London: European shares edged up on Thursday as strong earnings from BT and Sainsbury offset rising concerns that fiscal tightening in Europe could result in a slowdown in the region’s growth.
The FTSEurofirst 300 index of top European shares closed 0.1% higher at 1,049.89 points, its highest closing level in more than a week in a volatile session where the index swung between positive and negative territory.
The index, which rose 1.3% on Wednesday, has soared 8.5% so far this week, on track to post its biggest weekly surge since November 2008, lifted by the massive bailout unveiled at the weekend to tackle the eurozone debt crisis.
Portuguese leaders agreed tough new austerity measures, joining a coordinated eurozone push that has so far calmed the markets’ worst fears of a Greek-style debt crisis spreading. But concerns that the measures could harm growth hurt investor sentiment.
Across Europe, Britain’s FTSE 100 rose 0.9% and Germany’s DAX added 1.1%, but France’s CAC 40 fell 0.06%, Spain’s IBEX dropped 1.1%, Italy’s MIB shed 0.7% and Portugal’s PSI 20 lost 0.8%.

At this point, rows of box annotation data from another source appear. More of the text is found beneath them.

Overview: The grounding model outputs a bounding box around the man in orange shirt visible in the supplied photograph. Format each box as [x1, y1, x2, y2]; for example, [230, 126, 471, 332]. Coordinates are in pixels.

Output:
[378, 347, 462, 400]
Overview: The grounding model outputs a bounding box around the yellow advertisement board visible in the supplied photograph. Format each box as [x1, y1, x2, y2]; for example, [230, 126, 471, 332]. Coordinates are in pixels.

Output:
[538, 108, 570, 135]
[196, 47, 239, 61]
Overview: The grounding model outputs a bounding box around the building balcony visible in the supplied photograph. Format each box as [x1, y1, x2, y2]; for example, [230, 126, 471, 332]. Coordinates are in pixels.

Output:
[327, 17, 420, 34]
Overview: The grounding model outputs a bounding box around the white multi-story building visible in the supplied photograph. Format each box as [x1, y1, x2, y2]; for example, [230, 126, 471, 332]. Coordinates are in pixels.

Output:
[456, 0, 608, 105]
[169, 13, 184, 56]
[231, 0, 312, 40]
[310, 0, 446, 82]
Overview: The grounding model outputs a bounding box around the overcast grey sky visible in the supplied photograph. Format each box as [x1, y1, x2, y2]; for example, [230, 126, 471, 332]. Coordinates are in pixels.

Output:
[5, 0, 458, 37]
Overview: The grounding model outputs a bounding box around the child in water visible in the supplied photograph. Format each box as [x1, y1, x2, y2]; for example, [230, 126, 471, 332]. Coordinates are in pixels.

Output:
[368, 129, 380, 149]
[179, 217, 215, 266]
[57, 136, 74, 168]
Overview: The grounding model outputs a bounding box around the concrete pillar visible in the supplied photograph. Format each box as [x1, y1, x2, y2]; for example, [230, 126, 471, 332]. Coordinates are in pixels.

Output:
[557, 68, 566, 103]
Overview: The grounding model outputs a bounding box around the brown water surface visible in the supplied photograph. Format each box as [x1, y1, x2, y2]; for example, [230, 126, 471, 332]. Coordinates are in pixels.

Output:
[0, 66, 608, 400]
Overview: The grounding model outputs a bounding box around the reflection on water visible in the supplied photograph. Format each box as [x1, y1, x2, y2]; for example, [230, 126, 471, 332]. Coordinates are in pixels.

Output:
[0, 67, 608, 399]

“It’s a positive sign that European economies are starting to act to bring their deficits under control. It’s a tough balancing act and they can’t put recovery efforts under threat,” said Joshua Raymond, market strategist at City Index.
“Sentiment is swaying one way or another every single day and that’s why we are seeing choppy trading sessions.”
Banks were among the biggest sector fallers, with the STOXX Europe 600 banking index down 0.7%.
New York attorney general Andrew Cuomo’s office on Wednesday served subpoenas on four US banks and four European lenders on part mortgage security deals, a source said, targeting Credit Agricole, Credit Suisse, Deutsche Bank and UBS.
Among the gainers, BT Group jumped 10.9% after the telecom carrier’s full-year results beat market expectations.
J Sainsbury rose 3.2% as Britain’s No.3 grocer beat forecasts with an 18% rise in full-year profit, but said it expected a tough 2010 with little or no food price inflation and consumers hit by higher taxes.
Vallourec rose 6.3%. The seamless tube maker said after markets closed on Wednesday that quarterly sales slumped by a third but gave a slightly rosier first half outlook.
SAP AG fell 1.1% after the German software company offered to buy smaller US rival Sybase Inc for $5.8 billion.
Telefonica fell 1.9% after posting lower-than-expected first-quarter results.
Across the Atlantic, the number of US workers filing for jobless benefits fell only slightly last week, highlighting the challenges facing the labour market, while import prices pointed to tame inflation, according to government data.
Markets in Austria, Denmark, Finland, Norway, Sweden and Switzerland were closed for Ascension Day.